If you're already familiar with Lucius Shepard, you won't need any encouragement to pick up Beast of the Heartland, a collection of short works that leads with the Hugo-winning novella "Barnacle Bill the Spacer." In addition to the Hugo, Shepard has bagged the Nebula, Locus, and World Fantasy Award (twice), and when he came into sci-fi and fantasy back in the '80s, he won the John W. Campbell Award for best new writer. All this acclaim just confirms the obvious--Shepard is an artist of extraordinary skill. He draws from the forms of both sci-fi and horror, but he ultimately surpasses them with his dark, compact, literary style. The seven stories in this collection are solid Shepard. "Barnacle Bill the Spacer" is in fine company with a few other real gems: "A Little Night Music," the creepy tale of a music reviewer writing up some jazz zombies; "All the Perfumes of Araby," a mystic, Middle Eastern opium trip; and "The Sun Spider," a dark take on classic SF. The collection is rounded out by "Human History" and "Sports in America," but the best-of may have to go to the title piece, "Beast of the Heartland," a moving portrait of a boxer on the outs. --Paul Hughes

From Publishers Weekly

"Not the great movements of time but the ordinary things that make us what we are" are the concern of the seven stories in this scintillating collection.
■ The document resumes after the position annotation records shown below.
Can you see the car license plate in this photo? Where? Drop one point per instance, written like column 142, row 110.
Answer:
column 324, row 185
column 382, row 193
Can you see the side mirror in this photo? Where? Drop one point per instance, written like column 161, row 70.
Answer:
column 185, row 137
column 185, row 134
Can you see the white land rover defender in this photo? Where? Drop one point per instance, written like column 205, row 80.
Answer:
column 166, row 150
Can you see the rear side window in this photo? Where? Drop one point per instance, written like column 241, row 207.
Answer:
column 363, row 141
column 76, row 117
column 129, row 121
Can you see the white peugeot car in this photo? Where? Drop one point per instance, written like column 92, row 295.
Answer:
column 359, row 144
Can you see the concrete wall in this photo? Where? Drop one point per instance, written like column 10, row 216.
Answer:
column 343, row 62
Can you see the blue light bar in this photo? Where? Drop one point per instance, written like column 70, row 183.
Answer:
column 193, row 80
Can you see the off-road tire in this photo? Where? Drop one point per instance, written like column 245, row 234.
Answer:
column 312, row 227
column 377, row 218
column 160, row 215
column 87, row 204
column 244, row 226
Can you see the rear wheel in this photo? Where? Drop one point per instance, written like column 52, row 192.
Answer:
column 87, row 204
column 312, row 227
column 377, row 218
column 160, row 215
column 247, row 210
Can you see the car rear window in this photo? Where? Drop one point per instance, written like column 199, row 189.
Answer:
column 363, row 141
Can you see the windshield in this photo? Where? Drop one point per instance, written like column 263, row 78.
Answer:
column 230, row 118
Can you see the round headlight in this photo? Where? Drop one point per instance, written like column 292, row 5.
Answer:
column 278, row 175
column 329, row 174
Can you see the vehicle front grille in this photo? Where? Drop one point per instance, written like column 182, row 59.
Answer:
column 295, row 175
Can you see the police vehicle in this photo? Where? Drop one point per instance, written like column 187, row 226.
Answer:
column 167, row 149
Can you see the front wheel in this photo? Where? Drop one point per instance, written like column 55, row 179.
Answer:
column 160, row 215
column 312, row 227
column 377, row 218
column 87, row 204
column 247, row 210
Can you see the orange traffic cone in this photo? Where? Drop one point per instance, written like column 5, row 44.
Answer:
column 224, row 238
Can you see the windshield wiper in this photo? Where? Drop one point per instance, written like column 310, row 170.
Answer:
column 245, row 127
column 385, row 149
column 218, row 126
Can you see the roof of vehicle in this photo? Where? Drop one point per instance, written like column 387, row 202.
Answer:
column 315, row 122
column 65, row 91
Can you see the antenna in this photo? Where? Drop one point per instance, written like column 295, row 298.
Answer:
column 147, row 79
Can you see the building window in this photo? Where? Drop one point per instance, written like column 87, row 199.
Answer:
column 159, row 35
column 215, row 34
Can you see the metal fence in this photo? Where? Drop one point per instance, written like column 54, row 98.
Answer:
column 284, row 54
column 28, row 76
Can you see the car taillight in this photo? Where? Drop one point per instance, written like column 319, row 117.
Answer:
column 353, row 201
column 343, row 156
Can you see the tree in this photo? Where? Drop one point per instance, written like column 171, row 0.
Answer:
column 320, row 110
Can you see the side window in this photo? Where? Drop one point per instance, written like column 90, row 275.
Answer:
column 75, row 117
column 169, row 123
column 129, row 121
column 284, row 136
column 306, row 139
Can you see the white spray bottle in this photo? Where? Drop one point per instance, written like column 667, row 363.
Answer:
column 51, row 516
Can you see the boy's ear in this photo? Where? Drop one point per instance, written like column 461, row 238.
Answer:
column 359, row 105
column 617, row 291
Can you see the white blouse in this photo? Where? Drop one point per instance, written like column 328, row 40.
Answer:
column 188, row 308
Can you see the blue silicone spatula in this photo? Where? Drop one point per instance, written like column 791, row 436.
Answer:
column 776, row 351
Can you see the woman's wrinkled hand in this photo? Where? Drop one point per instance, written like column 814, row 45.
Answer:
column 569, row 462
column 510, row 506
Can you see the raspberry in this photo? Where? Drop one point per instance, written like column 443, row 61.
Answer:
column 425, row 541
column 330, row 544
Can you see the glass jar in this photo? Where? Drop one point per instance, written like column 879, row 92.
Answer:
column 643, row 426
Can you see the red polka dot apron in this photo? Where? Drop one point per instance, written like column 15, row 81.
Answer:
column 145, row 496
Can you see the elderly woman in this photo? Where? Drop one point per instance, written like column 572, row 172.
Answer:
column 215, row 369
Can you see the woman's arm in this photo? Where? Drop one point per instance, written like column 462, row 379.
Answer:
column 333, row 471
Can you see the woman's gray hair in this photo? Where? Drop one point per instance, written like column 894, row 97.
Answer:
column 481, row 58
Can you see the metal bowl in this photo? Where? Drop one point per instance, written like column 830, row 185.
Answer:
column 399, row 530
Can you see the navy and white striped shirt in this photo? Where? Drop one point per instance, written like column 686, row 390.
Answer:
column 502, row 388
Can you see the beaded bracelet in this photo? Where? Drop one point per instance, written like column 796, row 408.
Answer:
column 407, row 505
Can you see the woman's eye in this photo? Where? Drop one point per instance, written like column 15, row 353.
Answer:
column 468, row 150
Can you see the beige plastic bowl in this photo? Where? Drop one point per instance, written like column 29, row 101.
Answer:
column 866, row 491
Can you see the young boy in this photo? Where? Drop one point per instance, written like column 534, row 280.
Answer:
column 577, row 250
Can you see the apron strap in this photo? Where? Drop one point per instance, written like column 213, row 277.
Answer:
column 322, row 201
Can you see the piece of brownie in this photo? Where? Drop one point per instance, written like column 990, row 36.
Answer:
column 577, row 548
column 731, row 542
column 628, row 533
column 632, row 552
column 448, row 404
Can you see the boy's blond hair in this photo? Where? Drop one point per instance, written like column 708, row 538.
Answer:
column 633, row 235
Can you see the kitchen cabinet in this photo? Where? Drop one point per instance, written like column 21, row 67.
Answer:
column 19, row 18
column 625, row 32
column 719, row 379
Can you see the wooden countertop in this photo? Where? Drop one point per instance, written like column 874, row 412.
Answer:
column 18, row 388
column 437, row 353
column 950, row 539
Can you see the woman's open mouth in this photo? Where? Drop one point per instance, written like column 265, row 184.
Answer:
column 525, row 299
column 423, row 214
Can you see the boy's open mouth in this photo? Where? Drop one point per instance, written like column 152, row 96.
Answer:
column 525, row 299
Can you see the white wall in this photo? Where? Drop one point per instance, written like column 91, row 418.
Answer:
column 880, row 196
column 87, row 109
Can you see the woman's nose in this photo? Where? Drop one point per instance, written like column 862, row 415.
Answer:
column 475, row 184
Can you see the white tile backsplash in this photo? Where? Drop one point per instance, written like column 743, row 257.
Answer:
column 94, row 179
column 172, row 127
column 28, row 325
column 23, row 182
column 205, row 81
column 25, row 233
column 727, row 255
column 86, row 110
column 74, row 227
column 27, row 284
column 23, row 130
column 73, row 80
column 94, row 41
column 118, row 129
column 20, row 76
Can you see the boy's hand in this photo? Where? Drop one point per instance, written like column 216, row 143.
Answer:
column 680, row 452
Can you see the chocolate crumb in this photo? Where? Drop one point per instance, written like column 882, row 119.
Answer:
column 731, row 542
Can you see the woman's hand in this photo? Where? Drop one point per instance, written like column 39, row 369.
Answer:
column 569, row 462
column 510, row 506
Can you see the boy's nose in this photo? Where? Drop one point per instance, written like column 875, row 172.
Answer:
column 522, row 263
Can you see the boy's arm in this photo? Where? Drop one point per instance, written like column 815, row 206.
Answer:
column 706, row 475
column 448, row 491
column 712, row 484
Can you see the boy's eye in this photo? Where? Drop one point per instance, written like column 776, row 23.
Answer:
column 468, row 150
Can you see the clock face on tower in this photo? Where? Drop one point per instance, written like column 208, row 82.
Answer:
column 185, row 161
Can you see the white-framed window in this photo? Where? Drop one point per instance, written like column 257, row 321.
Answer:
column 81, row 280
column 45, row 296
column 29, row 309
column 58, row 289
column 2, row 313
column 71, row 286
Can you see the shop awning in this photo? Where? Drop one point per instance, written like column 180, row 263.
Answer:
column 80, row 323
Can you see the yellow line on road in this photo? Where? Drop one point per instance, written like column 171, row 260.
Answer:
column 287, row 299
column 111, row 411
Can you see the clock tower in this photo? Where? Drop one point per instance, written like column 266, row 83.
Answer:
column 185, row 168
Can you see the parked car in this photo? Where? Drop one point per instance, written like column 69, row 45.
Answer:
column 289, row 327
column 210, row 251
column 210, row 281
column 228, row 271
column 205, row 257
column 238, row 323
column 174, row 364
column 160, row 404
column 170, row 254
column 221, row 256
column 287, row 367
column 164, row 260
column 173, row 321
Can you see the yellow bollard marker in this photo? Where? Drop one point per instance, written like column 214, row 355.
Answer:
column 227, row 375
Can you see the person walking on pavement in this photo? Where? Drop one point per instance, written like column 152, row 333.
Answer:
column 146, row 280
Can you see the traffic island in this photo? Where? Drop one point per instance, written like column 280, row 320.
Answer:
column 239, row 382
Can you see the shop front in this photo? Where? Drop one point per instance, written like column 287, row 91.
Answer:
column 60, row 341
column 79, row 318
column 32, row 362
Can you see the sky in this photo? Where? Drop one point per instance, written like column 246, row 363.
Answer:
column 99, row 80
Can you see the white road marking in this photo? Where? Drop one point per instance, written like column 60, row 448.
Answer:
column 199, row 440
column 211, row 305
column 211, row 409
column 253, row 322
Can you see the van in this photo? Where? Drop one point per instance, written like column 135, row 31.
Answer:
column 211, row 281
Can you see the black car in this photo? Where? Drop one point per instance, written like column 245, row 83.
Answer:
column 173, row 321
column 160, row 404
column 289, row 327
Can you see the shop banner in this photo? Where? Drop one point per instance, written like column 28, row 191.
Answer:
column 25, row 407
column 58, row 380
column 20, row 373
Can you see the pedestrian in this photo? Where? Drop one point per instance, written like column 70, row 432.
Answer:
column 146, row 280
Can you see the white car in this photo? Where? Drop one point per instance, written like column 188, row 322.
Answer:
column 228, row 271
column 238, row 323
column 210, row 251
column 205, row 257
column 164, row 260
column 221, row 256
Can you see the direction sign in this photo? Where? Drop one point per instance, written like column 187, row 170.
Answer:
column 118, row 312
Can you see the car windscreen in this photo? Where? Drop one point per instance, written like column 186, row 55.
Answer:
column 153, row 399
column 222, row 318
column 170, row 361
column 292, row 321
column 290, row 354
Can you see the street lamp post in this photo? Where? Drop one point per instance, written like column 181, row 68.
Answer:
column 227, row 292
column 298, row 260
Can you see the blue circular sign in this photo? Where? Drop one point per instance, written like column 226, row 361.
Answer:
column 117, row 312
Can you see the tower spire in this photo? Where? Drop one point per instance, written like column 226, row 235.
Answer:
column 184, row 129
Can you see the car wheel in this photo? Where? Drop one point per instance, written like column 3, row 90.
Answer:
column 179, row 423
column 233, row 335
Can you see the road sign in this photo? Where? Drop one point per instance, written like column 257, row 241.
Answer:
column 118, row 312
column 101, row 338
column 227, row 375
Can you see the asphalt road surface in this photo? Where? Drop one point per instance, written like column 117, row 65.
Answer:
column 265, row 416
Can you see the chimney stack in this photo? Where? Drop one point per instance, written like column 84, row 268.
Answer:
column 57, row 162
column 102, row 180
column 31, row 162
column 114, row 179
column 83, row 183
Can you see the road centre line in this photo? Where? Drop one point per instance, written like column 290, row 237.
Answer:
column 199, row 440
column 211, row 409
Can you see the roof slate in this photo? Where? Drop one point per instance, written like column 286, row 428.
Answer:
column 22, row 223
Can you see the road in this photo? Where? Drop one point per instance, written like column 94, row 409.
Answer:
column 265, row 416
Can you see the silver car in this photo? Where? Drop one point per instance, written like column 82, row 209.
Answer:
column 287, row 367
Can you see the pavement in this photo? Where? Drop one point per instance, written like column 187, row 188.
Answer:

Though their settings range from the mean streets of contemporary Boston to the badlands of a postapocalyptic future earth, Shepard's genre-bending blends of fantasy, crime, western and SF find a common compass in small moments that invite characters to examine themselves and the relationships that define their identities. In the Nebula-winning "Barnacle Bill the Spacer," a security officer fights a fascist gang overrunning a space station and sees in their persecution of a half-witted maintenance worker self-destructive traits that have hindered humanity's efforts to colonize the stars. In "A Little Night Music," a critic finds the music of a zombie jazz band resonating with the death of love in his marriage. Except for the female narrator of "The Sun Spider," Shepard's protagonists are men employed in rugged, often outlaw occupations that have shaped their solitary, self-reliant personalities. Like the gangster in "Sports in America," who finds a metaphor for his work in the ruthless business side of professional athletics, and the aging boxer in the title story whose injuries give him special insight into the animal nature of his opponents, they find quiet epiphanies in their brutish daily experience. Redolent with the influence of Hemingway and Conrad, these engrossing stories extend the legacy Shepard has already established through The Jaguar Hunter and The Ends of the Earth, as one of the most provocative writers of short speculative fiction. (Apr.) FYI: This book was published in Great Britain in 1996 as Barnacle Bill the Spacer and Other Stories.Copyright 1999 Reed Business Information, Inc.

About the Author

Lucius Shepard twice won the World Fantasy Award. He also won the Hugo, Nebula, and Locus Awards for science-fiction writing several times in addition to the John W. Campbell Award for Best New Writer.